Duygudurum: Slowdive - Everything is alive

Yazı: Seray Soylu

Hisli gitarları, puslu vokalleri ve melankolik sözleriyle nereye koyacağımızı bilmediğimiz duygular arasında gezdiren Slowdive, uzun bir aradan sonra eski günlerini andıran Everything is alive albümünü 1 Eylül’de Dead Oceans etiketiyle yayımladı. Kulaklığı takıp dünyadan kopmalık bir kayıt…

İngiltere sahnelerinde başladığı yolculukta zamansız bir gruba doğru evrilen Slowdive, 1994’e tarihlenen Souvlaki kaydıyla shoegaze deyince akla gelen ilk gruplardan biri oldu  Üçüncü albümü Pygmalion’dan sonra bir süreliğine dağıldı; bazı üyeleri country ile baharatlanmış yeni müzikleriyle yoluna devam etti. 22 yıl sonra grubun adını taşıyan bir albümle geri dönse de Slowdive ile 90’larda haşır neşir olmuş olan dinleyiciler için bir şeyler eksikti sanki.  

Slowdive bugün hâlâ kanlı canlı hayatta, diğer her şey gibi.
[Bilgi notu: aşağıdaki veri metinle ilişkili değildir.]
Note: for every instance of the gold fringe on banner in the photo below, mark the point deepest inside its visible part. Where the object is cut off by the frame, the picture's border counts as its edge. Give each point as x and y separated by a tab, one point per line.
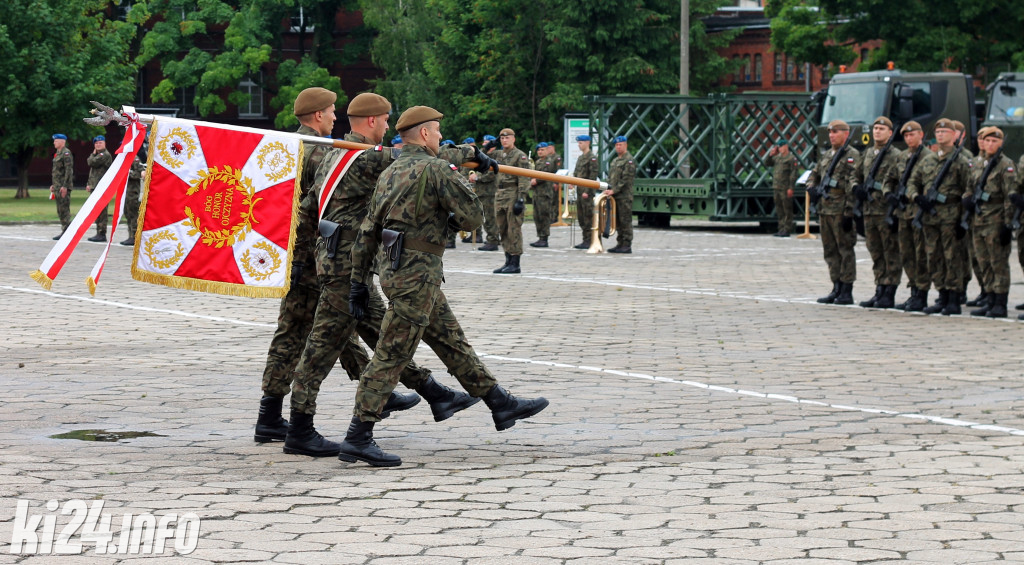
40	276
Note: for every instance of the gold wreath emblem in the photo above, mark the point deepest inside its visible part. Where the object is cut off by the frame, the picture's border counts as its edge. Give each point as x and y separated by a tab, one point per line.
170	255
172	145
263	264
278	159
241	184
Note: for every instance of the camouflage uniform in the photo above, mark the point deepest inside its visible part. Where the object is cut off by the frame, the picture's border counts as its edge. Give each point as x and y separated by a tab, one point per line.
835	210
992	256
546	197
510	188
587	168
98	163
295	318
945	252
883	245
621	174
132	193
784	173
418	308
64	176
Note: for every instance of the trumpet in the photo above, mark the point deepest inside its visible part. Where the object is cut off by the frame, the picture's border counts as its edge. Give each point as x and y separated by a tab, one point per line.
604	221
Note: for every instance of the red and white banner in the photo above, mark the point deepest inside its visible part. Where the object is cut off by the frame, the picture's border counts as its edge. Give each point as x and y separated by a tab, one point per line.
219	211
111	186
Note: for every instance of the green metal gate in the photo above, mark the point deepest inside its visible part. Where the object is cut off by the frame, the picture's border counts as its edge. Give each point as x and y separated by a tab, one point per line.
705	157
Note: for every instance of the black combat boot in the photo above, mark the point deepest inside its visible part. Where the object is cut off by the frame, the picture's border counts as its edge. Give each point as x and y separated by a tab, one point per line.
940	303
269	425
845	294
952	305
980	300
869	303
830	297
303	439
512	267
359	445
888	298
398	402
996	305
508	259
443	401
506	409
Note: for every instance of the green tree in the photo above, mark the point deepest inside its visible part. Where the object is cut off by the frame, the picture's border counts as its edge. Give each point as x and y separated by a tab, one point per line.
57	56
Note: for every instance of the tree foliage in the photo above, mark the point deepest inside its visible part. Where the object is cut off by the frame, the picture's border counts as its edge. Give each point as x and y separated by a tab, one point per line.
57	56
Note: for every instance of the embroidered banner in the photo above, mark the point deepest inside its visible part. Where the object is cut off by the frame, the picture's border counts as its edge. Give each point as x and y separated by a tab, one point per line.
219	211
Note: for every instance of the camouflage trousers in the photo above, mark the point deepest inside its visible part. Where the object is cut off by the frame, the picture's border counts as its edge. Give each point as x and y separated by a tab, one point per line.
332	329
295	320
783	211
486	197
64	208
992	257
912	256
509	224
418	311
131	206
545	208
837	245
883	246
945	256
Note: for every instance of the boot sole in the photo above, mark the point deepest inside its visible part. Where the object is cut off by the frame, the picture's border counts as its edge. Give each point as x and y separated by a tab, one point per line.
509	423
373	463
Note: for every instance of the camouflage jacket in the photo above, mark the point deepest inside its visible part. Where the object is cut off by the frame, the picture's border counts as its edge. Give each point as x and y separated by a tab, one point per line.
512	158
64	169
840	199
398	204
876	205
953	184
1001	181
784	171
98	163
621	174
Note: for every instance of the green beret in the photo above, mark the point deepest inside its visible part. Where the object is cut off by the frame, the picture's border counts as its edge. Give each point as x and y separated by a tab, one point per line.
416	116
313	99
368	103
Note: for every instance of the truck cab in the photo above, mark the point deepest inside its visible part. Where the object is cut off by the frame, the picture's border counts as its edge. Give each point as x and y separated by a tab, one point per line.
858	98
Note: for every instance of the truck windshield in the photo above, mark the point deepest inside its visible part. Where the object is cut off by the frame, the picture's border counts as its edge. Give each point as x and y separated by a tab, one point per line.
1007	102
855	102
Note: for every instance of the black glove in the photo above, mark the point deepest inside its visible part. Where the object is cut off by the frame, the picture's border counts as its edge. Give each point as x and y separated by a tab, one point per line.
1006	234
847	223
484	161
358	300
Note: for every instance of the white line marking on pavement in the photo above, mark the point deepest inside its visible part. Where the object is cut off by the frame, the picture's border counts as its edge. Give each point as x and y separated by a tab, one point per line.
588	368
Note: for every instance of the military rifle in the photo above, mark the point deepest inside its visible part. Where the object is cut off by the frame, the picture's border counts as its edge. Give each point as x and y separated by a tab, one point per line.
820	190
898	199
869	182
980	194
933	197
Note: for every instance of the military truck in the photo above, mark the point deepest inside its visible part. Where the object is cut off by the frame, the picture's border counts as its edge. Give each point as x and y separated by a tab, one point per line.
1005	110
858	98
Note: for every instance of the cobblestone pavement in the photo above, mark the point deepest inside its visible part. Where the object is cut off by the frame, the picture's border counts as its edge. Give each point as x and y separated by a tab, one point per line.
704	409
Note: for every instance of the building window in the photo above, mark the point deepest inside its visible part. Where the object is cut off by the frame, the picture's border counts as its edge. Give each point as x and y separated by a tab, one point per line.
254	109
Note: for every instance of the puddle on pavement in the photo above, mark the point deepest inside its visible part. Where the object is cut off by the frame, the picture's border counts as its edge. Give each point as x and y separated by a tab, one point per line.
102	435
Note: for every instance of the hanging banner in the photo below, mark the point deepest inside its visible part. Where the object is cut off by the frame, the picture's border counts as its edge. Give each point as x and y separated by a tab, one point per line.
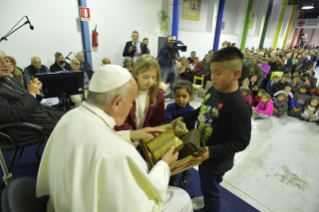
191	10
252	15
85	14
307	23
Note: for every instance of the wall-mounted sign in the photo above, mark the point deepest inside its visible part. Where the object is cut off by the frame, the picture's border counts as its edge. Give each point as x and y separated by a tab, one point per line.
85	14
191	10
307	23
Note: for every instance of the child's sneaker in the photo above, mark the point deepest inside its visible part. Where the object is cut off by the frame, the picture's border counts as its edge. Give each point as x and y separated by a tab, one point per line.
198	203
172	181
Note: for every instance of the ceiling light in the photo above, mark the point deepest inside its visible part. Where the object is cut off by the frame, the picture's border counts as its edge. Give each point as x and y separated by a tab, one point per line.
307	6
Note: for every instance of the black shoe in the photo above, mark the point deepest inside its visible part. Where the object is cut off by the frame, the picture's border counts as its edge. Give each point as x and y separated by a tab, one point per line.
184	182
172	181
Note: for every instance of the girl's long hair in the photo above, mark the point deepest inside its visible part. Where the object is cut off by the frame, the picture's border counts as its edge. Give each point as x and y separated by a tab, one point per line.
145	63
268	97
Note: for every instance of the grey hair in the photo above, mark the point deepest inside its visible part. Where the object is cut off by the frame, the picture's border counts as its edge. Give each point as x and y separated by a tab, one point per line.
127	59
106	98
34	58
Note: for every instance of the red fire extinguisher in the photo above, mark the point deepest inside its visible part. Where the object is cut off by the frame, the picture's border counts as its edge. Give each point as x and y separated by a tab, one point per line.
94	37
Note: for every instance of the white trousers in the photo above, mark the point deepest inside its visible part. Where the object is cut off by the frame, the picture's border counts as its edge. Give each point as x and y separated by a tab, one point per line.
177	200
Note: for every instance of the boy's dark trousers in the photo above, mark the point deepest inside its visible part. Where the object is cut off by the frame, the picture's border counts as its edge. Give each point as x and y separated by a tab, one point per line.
210	186
207	78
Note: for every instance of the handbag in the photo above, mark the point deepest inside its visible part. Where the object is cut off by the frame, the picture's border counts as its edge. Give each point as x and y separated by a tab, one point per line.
192	146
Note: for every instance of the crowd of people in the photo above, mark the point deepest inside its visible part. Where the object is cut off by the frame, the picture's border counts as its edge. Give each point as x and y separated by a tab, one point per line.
130	101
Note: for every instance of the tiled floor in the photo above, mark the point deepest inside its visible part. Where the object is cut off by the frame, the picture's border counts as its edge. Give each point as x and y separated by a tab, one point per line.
279	170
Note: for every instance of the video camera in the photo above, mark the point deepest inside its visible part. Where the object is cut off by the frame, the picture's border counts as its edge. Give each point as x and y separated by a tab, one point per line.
173	46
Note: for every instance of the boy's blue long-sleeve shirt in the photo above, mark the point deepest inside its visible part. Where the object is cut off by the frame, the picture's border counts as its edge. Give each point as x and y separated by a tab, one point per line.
173	111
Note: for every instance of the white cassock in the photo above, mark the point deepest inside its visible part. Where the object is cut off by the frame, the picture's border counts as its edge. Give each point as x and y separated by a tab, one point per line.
87	166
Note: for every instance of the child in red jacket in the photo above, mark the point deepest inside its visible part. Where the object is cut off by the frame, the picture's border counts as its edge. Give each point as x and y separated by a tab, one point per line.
148	108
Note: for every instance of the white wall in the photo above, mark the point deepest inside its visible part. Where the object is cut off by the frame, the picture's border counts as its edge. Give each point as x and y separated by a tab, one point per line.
56	28
199	40
115	22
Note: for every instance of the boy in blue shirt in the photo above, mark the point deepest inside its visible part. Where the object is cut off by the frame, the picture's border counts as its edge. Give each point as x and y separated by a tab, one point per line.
224	120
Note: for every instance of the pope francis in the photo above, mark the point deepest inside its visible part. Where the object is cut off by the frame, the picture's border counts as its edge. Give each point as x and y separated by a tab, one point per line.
87	166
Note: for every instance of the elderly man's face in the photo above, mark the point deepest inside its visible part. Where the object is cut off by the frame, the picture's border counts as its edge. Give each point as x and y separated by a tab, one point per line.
80	57
106	61
36	63
4	66
135	37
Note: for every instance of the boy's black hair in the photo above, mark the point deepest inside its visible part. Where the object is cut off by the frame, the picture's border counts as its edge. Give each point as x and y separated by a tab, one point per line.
187	85
227	54
307	87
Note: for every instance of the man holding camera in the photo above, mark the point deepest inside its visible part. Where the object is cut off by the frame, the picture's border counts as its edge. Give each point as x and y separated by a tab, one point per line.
167	61
134	48
60	64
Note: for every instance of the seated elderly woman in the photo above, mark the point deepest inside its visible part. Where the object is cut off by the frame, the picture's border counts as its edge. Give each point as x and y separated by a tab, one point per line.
15	71
78	98
34	68
128	63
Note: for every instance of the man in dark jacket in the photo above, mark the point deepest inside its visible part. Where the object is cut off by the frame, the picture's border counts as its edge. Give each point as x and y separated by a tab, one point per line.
19	104
35	68
134	48
60	64
288	62
84	66
280	85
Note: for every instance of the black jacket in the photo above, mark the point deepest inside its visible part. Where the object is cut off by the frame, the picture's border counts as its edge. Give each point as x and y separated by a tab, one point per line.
55	67
225	121
17	105
131	54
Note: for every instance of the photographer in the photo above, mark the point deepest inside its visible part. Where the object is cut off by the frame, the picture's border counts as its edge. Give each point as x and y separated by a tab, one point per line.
134	48
60	64
167	60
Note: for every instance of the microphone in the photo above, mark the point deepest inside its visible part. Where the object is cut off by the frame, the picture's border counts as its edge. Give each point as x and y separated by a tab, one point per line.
67	57
28	21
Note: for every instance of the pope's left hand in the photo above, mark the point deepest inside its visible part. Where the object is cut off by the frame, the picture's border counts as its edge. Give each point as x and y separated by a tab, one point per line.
38	83
202	157
145	133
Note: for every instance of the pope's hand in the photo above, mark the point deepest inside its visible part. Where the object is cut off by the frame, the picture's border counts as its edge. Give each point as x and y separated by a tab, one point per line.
170	157
178	119
201	158
145	133
38	83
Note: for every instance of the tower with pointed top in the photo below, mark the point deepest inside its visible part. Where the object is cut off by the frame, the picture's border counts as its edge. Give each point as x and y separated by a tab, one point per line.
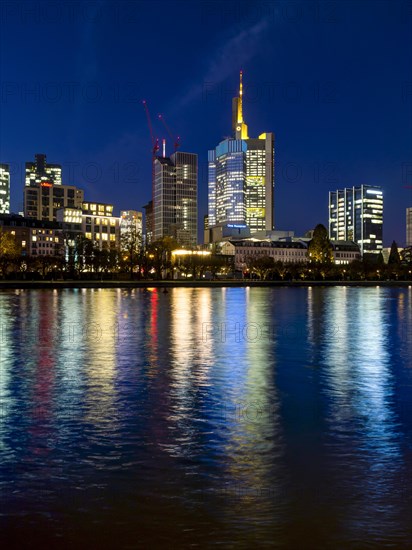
241	177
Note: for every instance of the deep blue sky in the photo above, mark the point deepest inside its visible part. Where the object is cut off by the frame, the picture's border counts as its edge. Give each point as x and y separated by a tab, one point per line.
332	80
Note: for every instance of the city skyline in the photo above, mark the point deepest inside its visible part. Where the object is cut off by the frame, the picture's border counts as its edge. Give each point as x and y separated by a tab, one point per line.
341	112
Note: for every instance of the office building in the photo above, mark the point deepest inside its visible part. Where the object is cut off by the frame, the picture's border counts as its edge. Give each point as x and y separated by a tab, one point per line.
39	171
241	176
148	223
44	194
409	226
175	198
4	189
131	225
356	214
99	224
34	237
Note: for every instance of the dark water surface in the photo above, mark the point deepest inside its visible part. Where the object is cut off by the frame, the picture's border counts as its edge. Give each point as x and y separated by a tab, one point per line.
237	418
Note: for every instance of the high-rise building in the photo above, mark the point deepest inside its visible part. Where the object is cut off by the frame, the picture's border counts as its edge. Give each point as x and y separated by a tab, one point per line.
356	214
44	194
39	171
409	226
4	189
175	198
241	176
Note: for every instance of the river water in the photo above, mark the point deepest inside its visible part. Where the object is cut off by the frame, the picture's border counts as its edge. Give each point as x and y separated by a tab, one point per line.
230	417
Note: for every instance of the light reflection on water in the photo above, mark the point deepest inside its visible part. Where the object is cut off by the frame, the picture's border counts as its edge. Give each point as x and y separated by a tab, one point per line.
232	416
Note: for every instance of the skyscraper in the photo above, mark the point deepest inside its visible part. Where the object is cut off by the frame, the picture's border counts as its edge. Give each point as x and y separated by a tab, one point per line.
241	176
39	171
4	189
175	198
409	226
356	214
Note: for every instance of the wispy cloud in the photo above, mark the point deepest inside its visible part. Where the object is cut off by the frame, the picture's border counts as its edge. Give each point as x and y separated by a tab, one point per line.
231	55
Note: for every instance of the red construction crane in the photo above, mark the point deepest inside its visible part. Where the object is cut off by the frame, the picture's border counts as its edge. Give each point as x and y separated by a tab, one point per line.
175	139
155	145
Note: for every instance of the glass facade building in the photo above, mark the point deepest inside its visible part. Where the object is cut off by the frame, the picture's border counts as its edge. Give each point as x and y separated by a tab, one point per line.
356	214
409	226
4	189
39	171
44	193
241	176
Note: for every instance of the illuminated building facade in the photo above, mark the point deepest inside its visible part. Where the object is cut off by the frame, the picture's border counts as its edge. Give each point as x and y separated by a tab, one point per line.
34	237
131	225
4	189
148	222
175	198
44	193
42	200
241	176
409	226
99	224
356	214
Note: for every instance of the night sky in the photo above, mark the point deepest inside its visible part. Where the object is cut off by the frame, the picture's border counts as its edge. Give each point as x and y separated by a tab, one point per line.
332	80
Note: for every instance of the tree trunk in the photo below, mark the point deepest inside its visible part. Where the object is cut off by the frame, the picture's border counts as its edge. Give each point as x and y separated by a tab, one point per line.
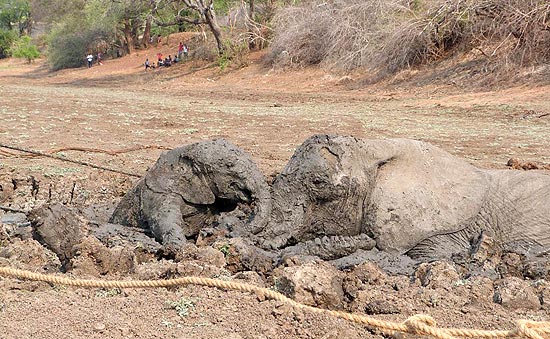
210	19
251	40
127	30
146	32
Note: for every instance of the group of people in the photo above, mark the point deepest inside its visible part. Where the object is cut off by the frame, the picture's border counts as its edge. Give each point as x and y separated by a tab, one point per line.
183	50
90	59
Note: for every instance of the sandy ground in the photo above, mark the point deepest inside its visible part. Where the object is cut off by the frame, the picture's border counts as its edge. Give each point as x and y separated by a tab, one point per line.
268	113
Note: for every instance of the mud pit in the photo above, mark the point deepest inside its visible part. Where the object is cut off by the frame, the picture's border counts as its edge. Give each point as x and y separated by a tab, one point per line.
47	112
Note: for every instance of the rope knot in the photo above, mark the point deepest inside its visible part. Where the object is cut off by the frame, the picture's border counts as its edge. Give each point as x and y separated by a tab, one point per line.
532	329
425	324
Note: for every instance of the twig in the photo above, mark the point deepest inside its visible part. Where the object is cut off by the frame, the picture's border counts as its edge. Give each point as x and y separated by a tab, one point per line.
97	150
68	160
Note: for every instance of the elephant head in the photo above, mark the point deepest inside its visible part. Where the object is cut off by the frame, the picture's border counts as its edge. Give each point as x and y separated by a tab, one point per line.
207	184
398	192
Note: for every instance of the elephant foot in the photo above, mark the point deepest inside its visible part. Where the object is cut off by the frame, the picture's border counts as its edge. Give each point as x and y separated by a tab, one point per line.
333	247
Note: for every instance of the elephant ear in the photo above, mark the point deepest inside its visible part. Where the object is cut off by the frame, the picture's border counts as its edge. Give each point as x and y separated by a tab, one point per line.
423	191
177	173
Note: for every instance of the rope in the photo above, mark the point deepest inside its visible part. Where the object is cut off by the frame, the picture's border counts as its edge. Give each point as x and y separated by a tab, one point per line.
419	324
69	160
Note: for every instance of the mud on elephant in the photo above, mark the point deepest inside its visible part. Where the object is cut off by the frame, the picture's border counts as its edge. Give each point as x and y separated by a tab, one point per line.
195	187
341	194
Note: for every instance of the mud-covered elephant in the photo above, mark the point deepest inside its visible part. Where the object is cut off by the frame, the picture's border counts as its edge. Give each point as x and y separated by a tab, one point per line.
339	194
202	185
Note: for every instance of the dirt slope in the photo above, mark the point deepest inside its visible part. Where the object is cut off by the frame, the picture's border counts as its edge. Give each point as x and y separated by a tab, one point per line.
268	113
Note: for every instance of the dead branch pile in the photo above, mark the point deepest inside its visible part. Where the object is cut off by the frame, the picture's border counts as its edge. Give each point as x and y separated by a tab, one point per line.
388	36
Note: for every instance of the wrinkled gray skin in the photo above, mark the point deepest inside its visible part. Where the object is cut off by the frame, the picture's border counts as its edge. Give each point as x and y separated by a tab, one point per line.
339	195
207	184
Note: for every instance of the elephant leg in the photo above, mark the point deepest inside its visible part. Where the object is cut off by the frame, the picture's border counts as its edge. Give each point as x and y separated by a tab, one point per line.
165	219
462	243
333	247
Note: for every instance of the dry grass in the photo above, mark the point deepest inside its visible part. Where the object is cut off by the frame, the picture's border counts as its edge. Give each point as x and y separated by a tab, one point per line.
388	36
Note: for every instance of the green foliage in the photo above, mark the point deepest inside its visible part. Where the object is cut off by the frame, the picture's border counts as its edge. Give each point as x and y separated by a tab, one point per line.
69	43
15	14
24	48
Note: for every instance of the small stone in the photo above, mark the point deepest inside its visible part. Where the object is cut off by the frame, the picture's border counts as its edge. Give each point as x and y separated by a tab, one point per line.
99	327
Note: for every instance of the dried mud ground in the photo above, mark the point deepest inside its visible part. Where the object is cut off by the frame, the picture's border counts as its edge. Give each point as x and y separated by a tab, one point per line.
90	114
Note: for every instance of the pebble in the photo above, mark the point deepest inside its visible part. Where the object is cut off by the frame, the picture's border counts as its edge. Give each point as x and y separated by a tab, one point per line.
99	327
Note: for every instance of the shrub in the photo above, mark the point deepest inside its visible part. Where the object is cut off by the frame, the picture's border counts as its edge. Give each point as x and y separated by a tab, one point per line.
388	36
68	49
24	48
7	38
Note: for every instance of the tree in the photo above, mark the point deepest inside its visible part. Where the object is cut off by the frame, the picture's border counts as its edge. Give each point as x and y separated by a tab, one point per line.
15	14
197	12
24	48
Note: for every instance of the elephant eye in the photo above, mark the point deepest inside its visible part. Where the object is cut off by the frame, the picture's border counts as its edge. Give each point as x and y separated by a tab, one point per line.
317	181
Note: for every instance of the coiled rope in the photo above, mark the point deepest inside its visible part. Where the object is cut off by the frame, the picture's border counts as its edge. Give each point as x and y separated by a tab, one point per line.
418	324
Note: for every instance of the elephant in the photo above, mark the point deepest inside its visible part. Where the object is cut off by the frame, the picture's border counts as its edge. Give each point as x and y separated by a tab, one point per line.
340	194
193	187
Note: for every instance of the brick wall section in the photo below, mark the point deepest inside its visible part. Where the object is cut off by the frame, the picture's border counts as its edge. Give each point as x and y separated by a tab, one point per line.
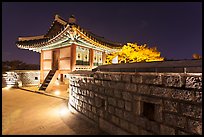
26	77
140	103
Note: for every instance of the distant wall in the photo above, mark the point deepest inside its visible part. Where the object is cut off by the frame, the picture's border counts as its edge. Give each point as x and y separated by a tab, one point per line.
139	103
21	78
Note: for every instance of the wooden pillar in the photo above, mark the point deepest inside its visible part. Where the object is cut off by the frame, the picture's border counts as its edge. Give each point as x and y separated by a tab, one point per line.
103	58
91	57
61	78
73	57
41	67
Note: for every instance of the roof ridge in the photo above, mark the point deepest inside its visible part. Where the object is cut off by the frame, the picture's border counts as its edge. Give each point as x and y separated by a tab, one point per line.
31	37
60	19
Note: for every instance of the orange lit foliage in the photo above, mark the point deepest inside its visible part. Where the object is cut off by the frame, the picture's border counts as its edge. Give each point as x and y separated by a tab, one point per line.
134	53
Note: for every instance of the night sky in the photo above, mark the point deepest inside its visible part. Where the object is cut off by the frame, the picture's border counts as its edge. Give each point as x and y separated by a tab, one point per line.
174	28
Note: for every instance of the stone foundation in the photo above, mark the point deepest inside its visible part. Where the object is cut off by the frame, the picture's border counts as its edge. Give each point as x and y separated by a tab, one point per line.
18	78
140	103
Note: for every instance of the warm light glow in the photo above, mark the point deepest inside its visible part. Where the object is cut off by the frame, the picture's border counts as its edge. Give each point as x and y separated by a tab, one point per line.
134	53
64	111
8	87
57	92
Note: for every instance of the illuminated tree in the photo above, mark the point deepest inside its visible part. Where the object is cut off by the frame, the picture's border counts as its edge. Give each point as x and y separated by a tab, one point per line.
134	53
196	56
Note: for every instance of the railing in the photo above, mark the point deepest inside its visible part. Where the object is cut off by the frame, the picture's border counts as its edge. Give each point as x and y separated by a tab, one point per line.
180	66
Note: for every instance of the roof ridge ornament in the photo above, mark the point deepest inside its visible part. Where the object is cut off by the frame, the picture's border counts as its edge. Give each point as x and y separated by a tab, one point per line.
72	20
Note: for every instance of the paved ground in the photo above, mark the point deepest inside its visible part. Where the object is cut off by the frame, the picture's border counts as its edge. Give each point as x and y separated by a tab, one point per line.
61	89
26	112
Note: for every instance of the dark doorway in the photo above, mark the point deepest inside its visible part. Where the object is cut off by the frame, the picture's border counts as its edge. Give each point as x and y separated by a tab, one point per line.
55	57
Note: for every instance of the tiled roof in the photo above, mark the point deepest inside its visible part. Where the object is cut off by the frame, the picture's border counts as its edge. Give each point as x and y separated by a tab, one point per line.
58	26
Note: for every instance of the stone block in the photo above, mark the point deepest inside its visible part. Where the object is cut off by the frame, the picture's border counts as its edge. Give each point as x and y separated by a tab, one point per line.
128	106
130	87
129	116
119	85
119	113
101	90
124	124
115	119
136	78
153	127
152	79
91	101
134	129
141	121
117	93
97	82
110	128
127	96
90	115
99	102
195	126
176	121
109	91
96	118
143	89
198	97
93	109
173	80
194	82
170	106
115	77
191	110
166	130
185	95
98	76
126	78
111	109
91	94
161	92
182	133
112	101
144	132
106	76
121	104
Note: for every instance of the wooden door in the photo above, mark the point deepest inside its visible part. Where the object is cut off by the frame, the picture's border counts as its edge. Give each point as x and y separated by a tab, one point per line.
55	59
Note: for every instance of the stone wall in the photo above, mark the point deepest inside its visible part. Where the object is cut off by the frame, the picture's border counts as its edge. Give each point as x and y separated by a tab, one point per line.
21	78
139	103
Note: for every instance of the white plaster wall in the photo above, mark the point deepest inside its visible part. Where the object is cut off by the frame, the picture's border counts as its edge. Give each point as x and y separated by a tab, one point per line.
65	52
47	65
64	64
47	54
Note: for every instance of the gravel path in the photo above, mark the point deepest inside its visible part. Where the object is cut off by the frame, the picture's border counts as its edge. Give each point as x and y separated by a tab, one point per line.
27	113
Grubun âdeta can suyu olan Everything is alive’ın his haritasını çıkardık.

Aslında en iyi bildiği işi yapmaya devam ediyor Slowdive, belki biraz daha titiz. Zaten eski günlerini hatırlatmasıyla iyi hissettiren bir albüm Everything is alive. Bir yüzleşmenin sonucu olduğu için takdire şayan. Fakat bir yandan da grubun konfor alanına köklendiğini hissettiriyor. İmza seslerine dönemin sivri elektronik efektlerini ekleyerek bugünün Slowdive versiyonuyla tanıştırıyorlar dinleyicilerini. 

“shanty”, güçlü synth arpejleriyle 80’lere kafa uzatıyor; shoegaze formülünden besleniyor. Albümün ilk şarkısı aynı zamanda yüzleşmeye dair de bir ipucu; çıktıkları şehrin ikonu olan gecekondulara göz kırpıyor grup. Everything is alive’ın hem hafızası hem müziği en canlı parçası. “prayer remembered”, Apple Music’e verdiği röportaja göre Neil Halstead’in, oğlunun doğumundan sonra yazdığı post-punk esintili bir parça. Hastaneden döner dönmez klavyenin başına geçince ortaya çıkmış; albümü yaşatan bilgilerden biri. 

“alife” apaçık vokalleriyle Slowdive’ın yazarlığına çeviriyor gözleri. Hafıza vurgusu devam ediyor hâlâ. Dream pop ağırlıklı olduğundan davul ve gitar daha baskın, Simon Scott sahnede. Albümün ilk teklisi, aynı zamanda en umutlu şarkısı ise “kisses”. Alternatif rock sularından pop ritimlerine uzanan bir çıktı. Noel Paul yönetmenliğinde çekilen klibi ise albümün görsel bir özeti gibi. “skin in the game” ile tekrar melankoliye boğuluyoruz. Sonlara doğru “shanty”nin girişindeki ritmi andıran sesler duyuyoruz. Zaten koleksiyonun büyüsü, bütünlüğünde gizli.

Everything is alive, önceki dört albüme kıyasla grubun kişisel dünyasından daha fazla beslendiği için daha şeffaf. Halstead’in baba oluşunun yanında Rachel Goswell’in anne babasının vefatından kaynaklanan bir hüznü de var. Yaşam ve ölüm arasında umudun melankolisini hissettiriyor.